The Sedona Conference® Webinar eDiscovery Year in Review: Focus on 2013

Date: 
Wednesday, January 29, 2014 - 1:00pm to 2:30pm
Location: 
Webinar

Time:      1:00 to 2:30 pm EST

The Sedona Conference® Webinar
eDiscovery Year in Review: Focus on 2013

2013 was another busy year for all those following eDiscovery cases in state and federal courts. However, the volume of decisions did little to simplify, clarify, or harmonize the law. If anything, sharp differences were highlighted between the circuit courts, between courts in the same circuits, and even between judges in the same courts. Into the mix came a comprehensive set of proposed amendments to the Federal Rules of Civil Procedure, with public comments highlighting disagreements over how eDiscovery law should move forward.
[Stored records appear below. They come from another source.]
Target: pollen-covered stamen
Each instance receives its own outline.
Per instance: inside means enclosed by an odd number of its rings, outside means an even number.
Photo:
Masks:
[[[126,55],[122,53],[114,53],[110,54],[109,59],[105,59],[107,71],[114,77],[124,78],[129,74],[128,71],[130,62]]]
Resuming a popular tradition, The Sedona Conference® Voices from the Desert webinar series presents its eDiscovery Year in Review with a close look at 2013. Four eDiscovery veterans will lead us through the wilderness: Sedona Working Group 1 Chair Emeritus Thomas Y. Allman of the University of Cincinnati College of Law; U.S. Magistrate Judge Robert Collings of the District of Massachusetts; prolific eDiscovery blogger and author Cecil A. Lynn III of eBay; and Moderator Ken Withers, Deputy Executive Director of The Sedona Conference.
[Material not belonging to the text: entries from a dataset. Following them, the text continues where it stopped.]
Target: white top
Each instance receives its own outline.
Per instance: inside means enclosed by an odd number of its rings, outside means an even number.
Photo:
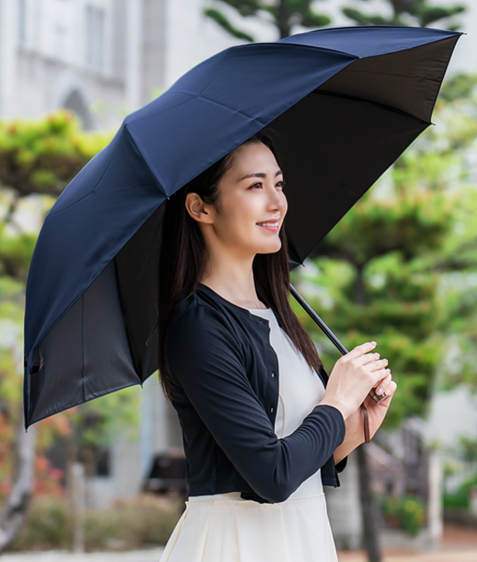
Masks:
[[[275,419],[277,437],[293,433],[304,418],[323,399],[325,387],[320,376],[311,369],[288,334],[278,324],[271,308],[248,308],[270,324],[270,345],[278,358],[278,406]],[[302,497],[323,492],[321,469],[305,480],[290,497]]]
Topics that the panel will discuss during the 90-minute webinar are:

the limits of cooperation,
the elusiveness of cost shifting,
the novelty of new media,
the squishiness of proportionality
the stickiness of TAR, and
the scariness of sanctions

The cases that will be discussed include the blockbusters: Sekisui v. Hart, Kleen Products v. Packaging Corporation of America, and Apple v. Samsung. There will also be a host of lower-profile decisions that illustrate how the courts are addressing eDiscovery issues on a day-to-day basis.

As time allows, the panel will entertain your questions live by text and telephone.
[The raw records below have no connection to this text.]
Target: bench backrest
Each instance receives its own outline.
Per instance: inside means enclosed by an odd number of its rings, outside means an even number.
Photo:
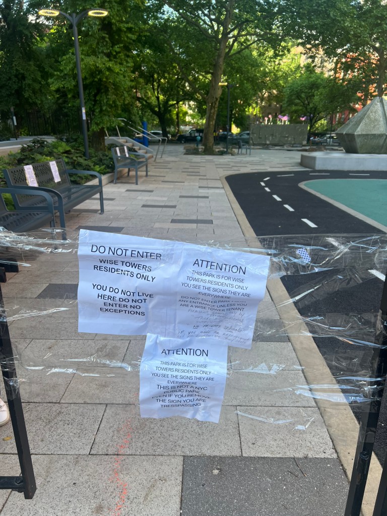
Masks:
[[[8,186],[29,185],[58,190],[61,187],[69,186],[71,184],[62,159],[34,163],[30,166],[33,174],[28,166],[22,165],[3,170]]]
[[[113,147],[111,150],[113,159],[116,166],[130,162],[134,162],[146,158],[145,155],[137,150],[132,150],[132,148],[123,146],[121,147]]]

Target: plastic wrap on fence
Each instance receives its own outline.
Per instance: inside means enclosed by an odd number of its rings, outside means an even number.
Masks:
[[[78,234],[66,230],[66,238],[62,239],[63,234],[60,228],[25,234],[0,228],[0,249],[2,253],[6,253],[6,261],[8,256],[11,262],[14,262],[10,255],[18,252],[16,257],[21,257],[20,263],[25,265],[28,265],[29,258],[42,253],[76,253],[79,243]],[[332,268],[375,269],[384,273],[387,268],[387,235],[383,234],[291,235],[256,237],[231,242],[229,240],[193,243],[267,255],[272,259],[270,278],[315,273]]]

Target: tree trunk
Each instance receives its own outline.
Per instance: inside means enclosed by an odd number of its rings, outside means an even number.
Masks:
[[[221,82],[223,73],[224,59],[228,41],[227,32],[232,19],[233,4],[233,0],[230,0],[227,6],[223,24],[222,36],[219,40],[219,46],[210,82],[209,90],[206,99],[207,111],[203,136],[203,145],[205,154],[214,153],[214,128],[219,99],[222,93],[222,87],[219,86],[219,83]]]
[[[180,111],[179,107],[180,104],[176,102],[176,134],[180,134]]]
[[[103,127],[91,133],[91,147],[96,152],[104,152],[106,150],[105,144],[105,129]]]
[[[384,93],[384,76],[385,74],[386,58],[384,53],[379,55],[378,63],[378,96],[383,96]]]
All webinar registrants will receive electronic copies of The Sedona Conference’s 2013 annotated compendium of eDiscovery case law and the 2013 edition of Prof. Allman’s eDiscovery in Federal and State Courts.

You can view system requirements here.

We do not apply for MCLE accreditation of webinars. However, attendees are welcome to apply on their own.